The French Connection

 

In 1415 during the course of the Hundred Years War the French army suffered a crippling defeat at the hands of the English on the field of Agincourt.  Once again out armoured and outnumbered archers decimated a larger force of heavily armed and armoured mounted knights and men-at-arms.  With the subsequent loss of Normandy to the English and the fall of Paris to the Burgundians the French were in a perilous situation.

  In 1419 the Dauphin approached the Earl of Douglas for military aid, not small companies of Scots soldiers (some of which were already serving in France) but a large ready made army.  The Scots already had a fearsome reputation on the field of battle and the Douglas family were renowned across Europe.

  The Scots army of 6000 that left the shores of the west coast from ports such as Greenock, Inverkip and Ayr was not like armies of the past.  The Scots had long learned their hard lessons at the hands of English archery and in response two thirds of the army was armed with the longbow.

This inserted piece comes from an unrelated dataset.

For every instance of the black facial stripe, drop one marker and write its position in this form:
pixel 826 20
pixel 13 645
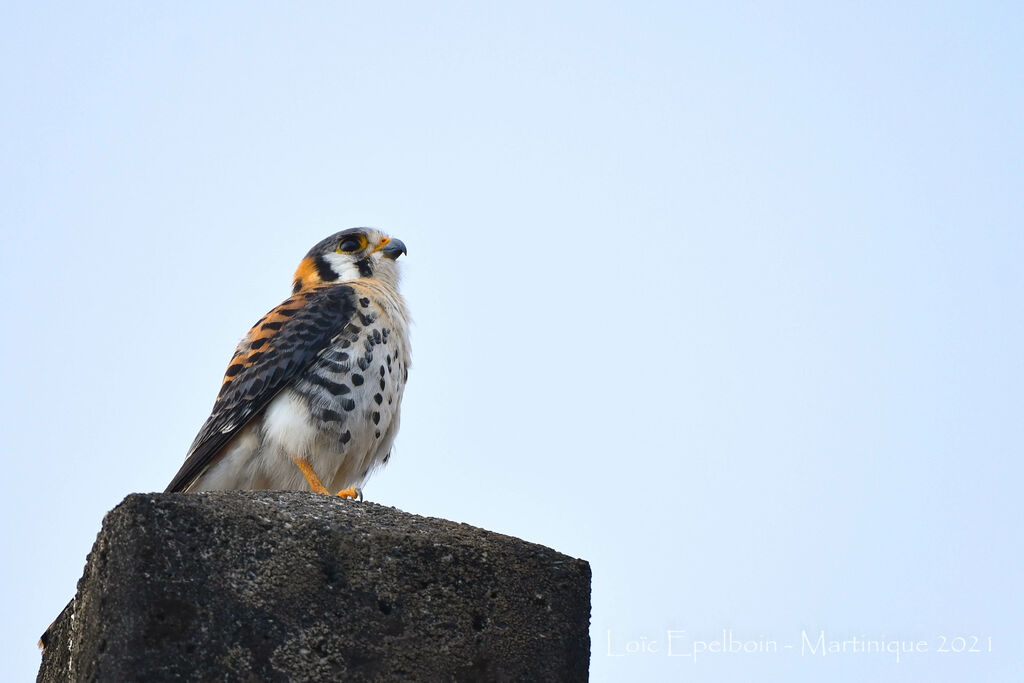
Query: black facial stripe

  During the period between 1419 and 1424 some 15,000 Scots served in France and they gave the English their first defeat at the receiving end of the longbow.  So successful was this army that many Scots nobles were given gifts of land in the Loire valley and Douglas was made the Duke of Touraine (the area of Loire was known as “little Scotland”) and the soldiers were well rewarded with enhanced pay, plunder and gifts.  Pope Martin V was said to have exclaimed that “the Scots are truly and antidote to the English scourge”.

  Although the main host of the Armee d’Ecosse left France in 1424 many companies remained in French service until the end of the war.  One in particular under the command of Lord Kennedy was present at the siege of Orleans where they mention being under the command of “a Maid sent by God”.  Once again the Scots played the key role in raising the siege.